Nice reality you have there. Be a shame if something bad
happened to it.
dir: Richard Stanley
2019
Color Out of Space is a title that probably doesn’t make a lot of sense. It doesn’t matter. The film itself is flat out fucking bonkers, so it’s perfectly appropriate to the title.
It’s based on a HP Lovecraft short story, with the fuller title of The Colour Out of Space, which is just as meaningless, but the importance of it is that whatever it is that is about to happen is otherworldly. As in, people will see things they should not see, which will leave them forever changed.
A witchy girl (Madeleine Arthur) conducts some kind of ceremony near a lake, and she is interrupted by a surveying hydrologist called Ward (Eliot Knight) who is, surveying something, presumably, other than the witchy girl and her witchy ways. He seems to be pretty familiar with magic ceremonies, and he wears a college t-shirt from, I’m guessing, the Miskatonic University, a common element in Lovecraft’s stuff, and plenty of other horror / fantasy stuff that’s been ripping off Lovecraft for nearly a century. He’s not really a protagonist in all of this, though he is a witness to it: cosmic weirdness is the main character. A family, one to which the witch belongs are the scenery upon which the colour, presumably from out of space, will wreak havoc.
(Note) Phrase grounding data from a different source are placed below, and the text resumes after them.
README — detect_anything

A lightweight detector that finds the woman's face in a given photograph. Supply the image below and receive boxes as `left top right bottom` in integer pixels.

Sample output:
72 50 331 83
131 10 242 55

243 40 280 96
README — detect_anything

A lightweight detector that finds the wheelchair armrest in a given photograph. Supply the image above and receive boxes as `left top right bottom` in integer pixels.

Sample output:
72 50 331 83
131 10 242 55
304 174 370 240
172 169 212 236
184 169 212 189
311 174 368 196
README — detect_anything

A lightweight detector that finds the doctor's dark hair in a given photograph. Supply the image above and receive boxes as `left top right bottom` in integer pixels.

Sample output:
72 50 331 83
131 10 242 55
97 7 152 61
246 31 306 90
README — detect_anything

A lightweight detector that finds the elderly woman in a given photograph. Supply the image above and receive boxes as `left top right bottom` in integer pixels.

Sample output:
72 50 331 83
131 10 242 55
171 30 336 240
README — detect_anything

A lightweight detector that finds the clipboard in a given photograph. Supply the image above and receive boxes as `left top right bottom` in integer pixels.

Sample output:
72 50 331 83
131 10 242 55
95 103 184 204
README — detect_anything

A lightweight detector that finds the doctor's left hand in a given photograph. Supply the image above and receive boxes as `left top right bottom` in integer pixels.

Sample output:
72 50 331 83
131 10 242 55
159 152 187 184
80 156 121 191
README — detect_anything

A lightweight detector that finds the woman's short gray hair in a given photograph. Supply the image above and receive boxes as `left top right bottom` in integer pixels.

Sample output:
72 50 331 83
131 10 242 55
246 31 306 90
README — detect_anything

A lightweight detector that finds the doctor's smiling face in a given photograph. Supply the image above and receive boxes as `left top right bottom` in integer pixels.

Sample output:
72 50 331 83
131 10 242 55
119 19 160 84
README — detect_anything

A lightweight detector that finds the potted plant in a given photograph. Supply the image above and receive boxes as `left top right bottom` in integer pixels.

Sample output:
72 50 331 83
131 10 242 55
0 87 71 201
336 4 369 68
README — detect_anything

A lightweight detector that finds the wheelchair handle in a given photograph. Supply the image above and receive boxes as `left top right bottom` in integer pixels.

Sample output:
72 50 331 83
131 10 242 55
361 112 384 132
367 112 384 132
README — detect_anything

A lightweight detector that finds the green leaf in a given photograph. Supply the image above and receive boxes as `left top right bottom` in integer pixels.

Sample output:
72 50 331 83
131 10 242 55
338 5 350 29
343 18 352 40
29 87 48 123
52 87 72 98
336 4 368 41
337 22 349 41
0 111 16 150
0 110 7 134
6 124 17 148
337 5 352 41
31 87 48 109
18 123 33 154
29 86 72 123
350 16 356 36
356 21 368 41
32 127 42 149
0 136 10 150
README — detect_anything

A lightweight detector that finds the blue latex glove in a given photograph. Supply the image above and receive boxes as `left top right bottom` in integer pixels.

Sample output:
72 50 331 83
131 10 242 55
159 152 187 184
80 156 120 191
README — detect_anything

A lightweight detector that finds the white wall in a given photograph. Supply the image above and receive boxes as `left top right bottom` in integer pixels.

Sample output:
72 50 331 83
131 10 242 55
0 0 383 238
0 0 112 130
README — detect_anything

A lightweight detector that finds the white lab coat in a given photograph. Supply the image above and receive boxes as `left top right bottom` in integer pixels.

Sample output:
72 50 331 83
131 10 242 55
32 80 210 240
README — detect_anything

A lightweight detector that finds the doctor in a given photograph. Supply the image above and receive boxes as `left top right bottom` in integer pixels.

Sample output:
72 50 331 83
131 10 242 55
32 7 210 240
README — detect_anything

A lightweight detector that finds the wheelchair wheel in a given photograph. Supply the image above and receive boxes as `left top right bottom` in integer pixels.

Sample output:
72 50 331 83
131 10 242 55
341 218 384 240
I have pretty much avoided anything with Nicolas Cage in it for many years. As far as I know the last good performance he put in was in Adaptation. Since then I think he lost a lot of his money when some accountant / financial manager / astrologer ripped him off, so instead of being okay in a few good movies every now and then, he went to making as many terrible or pointless movies as possible in order to get some wealthiness back into his life. Again, it’s just what I heard.
Cage gives as awful a performance as we now expect from him, but it’s not inappropriate to the material. If anything, it makes what happens in the movie almost easier to handle. In a different kind of adaptation of this kind of story, we’d be introduced to a family that we came to care about, then they would be put under threat, and we would hope that they somehow find a way to survive.
This is not that kind of story. We are introduced to the family, their dog Sam and their alpacas, then a succession of terrible things happen to them, and then it ends, ominously implying that it will happen again to someone else. That kind of horror flick is usually hard to take.
I didn’t find it hard to take here. What happens to this family after a meteorite slams into the earth outside their house can be taken literally, can be taken figuratively, can be looked at as a commentary on environmental degradation, or people’s anxiety about clean water supply.